I am not able find information about a native version of Roon server running on MAC Silicon. Roon always and only mention Intel i3. Well …. that is very very old information, when talking about MAC, Intel has been out for at least 5 years. Then Rosetta is mentioned. If they care about all MAC users, they should know that Rosette with MACOS 27 coming this year is DEAD, no Rosetta support!!! I am considering testing Roon, but only supporting legacy hardware is absolutely no go. I have the feelings that Roon do not want to invest what they have to to keep the MAC users. The newest and only informations I have found in this forum is 4 years old. In times where MAC is growing, Linux is growing and Microsoft is loosing market share, is that a good strategy?

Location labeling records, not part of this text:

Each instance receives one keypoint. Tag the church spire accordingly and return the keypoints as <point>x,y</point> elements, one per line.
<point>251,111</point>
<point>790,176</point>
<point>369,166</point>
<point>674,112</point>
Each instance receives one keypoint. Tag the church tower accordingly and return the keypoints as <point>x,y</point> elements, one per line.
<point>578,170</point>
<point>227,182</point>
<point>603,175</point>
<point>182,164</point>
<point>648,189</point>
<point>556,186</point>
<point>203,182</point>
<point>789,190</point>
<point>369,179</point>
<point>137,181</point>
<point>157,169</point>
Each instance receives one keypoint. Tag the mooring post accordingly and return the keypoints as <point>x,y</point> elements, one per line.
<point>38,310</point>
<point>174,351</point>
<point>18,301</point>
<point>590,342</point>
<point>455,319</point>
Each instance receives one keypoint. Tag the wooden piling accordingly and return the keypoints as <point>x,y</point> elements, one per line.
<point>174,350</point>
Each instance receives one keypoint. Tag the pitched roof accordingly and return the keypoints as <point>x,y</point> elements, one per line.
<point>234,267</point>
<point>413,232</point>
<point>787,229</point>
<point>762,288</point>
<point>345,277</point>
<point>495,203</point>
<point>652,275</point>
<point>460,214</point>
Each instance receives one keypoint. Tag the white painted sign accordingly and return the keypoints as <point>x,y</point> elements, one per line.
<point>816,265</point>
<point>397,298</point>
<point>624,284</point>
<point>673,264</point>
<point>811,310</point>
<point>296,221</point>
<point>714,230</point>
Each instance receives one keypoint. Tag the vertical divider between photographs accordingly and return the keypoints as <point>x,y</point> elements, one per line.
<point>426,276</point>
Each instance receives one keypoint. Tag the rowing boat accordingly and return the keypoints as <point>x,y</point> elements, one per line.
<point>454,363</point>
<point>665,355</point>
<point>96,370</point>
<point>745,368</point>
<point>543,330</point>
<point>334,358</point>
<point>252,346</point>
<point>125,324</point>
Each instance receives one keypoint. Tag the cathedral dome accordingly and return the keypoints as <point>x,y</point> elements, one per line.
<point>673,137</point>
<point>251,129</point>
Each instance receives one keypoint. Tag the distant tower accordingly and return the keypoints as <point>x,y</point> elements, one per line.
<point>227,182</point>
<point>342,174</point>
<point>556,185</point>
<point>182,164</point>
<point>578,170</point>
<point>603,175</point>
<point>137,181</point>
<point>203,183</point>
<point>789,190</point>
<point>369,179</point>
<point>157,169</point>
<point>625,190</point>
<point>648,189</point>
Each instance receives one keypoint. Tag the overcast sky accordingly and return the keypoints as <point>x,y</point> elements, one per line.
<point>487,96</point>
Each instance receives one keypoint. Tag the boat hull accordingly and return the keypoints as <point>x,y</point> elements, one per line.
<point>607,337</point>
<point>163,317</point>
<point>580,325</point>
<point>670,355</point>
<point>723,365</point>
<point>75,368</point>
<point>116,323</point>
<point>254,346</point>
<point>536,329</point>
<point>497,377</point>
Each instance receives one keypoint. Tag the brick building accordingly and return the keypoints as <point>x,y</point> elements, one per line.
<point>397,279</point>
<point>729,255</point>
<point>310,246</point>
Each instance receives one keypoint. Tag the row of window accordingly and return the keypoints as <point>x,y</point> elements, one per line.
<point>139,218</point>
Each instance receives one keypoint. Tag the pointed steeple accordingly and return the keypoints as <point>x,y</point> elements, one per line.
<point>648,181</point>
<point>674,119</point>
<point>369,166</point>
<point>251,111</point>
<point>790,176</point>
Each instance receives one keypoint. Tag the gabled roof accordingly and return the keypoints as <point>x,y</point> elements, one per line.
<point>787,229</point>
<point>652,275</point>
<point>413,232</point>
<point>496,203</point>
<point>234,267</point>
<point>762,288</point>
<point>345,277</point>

Roon supports the latest Apple devices, e.g., Mac Mini M4.
Native binaries were released in 2022:
Also mentioned in the help, https://help.roonlabs.com/portal/en/kb/articles/faq-setting-up-roon-on-macos
Hi @Gert_Agerholm, if you let me know where you were looking … if it’s managed by Roon I’ll speak to Roon to get those information sources reviewed / updated to include Apple Silicon references.
I have seen that, thank you for very fast answer.
You mark it you self, running under Rosetta 2.
If you not are familiar with Apple, that is a translation layer that allows running Intel applications on Apple Silicon. The Intel code will first time you start it be “re compiled” as good as possible to run on Mx CPU as Apple Silicon is 0% compatible. This is not native Apple Silicon (ARM) code, it is still Intel code.
I can see that Apple now still is supporting Rosetta in MACOS 27, but from 2028 they will not…
… they have changed that, last status was that it would disappear in MACOS 27.
We therefor still need a version compiled for Apple Silicon, Rosetta 2 and therefor Intel code is a dead end.
It also says explicitly „via native“
I am familiar
Um, see the release notes I posted:
The clarity of the documentation has room for improvement, but the native code has existed since 9/2022. It’s a “universal” app, meaning that the binary includes both the native code for Apple Silicon and the Intel code. This is easily verified by checking Get Info of the Roon app binary:
The page is
… mentioning Rosette 2, that is not native code but Intel code being recompiled by Apple Rosetta 2.
On
… Intel i3 is the only CPU for Mac, that again means Rosetta 2.
Great info, I didn’t se or overlooked that, my fault, thank you very much. Great work. ![]()
And yes, they could improve the information about requirement. Under CPU mention “i3 and Mx native”. I think people will understand that. Talking about Rosetta and Universal code can confuse main user when the computer “only” is a tool for running applications.
You are conflating two points. The table is for the desktop interface and shows the minimum requirements, i.e., as long as your remote meets these requirements… Likewise, for servers, there are many subscribers that continue to use Intel and macOS, and the guide states that these are sufficient for a 100,000 track library (as long at macOS 12 or newer is used.)
Rosetta is neither mentioned nor a requirement in the help articles.
I was looking under “Recommended server hardware” at the top of https://help.roonlabs.com/portal/en/kb/articles/faq-what-are-the-minimum-requirements#Roon_OS. And yes there might be many using intel based MAC. The problem was that I am a new beginner. with Roon but experienced MAC user. I don’t want to have to buy an at least 6 year old computer for using Roon, although it can run under Rosetta on new hardware for today, but not for new OS after 2027.
The “problem” has been solved. Suedkiez forwarded info and showed that the installer is universal code, that means it has both intel AND native MAC silicon code. My concern is therefor solved, they do support native MAC Silicon, only that that isn’t mentioned the requirement page, here they only say i3.
But thank you for the information.
I just installed Roon Server on a Mac Mini M2 with 8 GB of RAM, after running it before on my M2 daily workstation. No issues with running it without Rosetta here.I wouldn’t install the sever on non silicon devices because they will run out of support in the coming years. A M1 or M2 Mac will serve you surely for the next 5 years.
There is clear Apple system warning that Roon will not work at next MacOs system ! So there is nothing to discuss. We are just waiting for native application from Roon! I mean ROON Bridge !
A native app already exists. Please post what you are seeing.
I’m running Roon server on a M2 Mac mini. It shows up in Activity Monitor as a Native application. It shows up in Activity Monitor under Kind as “Apple” which means it’s running native (otherwise it would be shown as “Intel” if it was via Rosetta 2).
Also just a small pet peeve, A MAC = Media Access Control and is the 12 digit hex number assigned to your ethernet controller (your NIC). A Mac is your type of computer.
Yes, I know, a “type error (MAC/Mac)” from me
MAC is the physical address that exist for all base communication on the network, not the IP.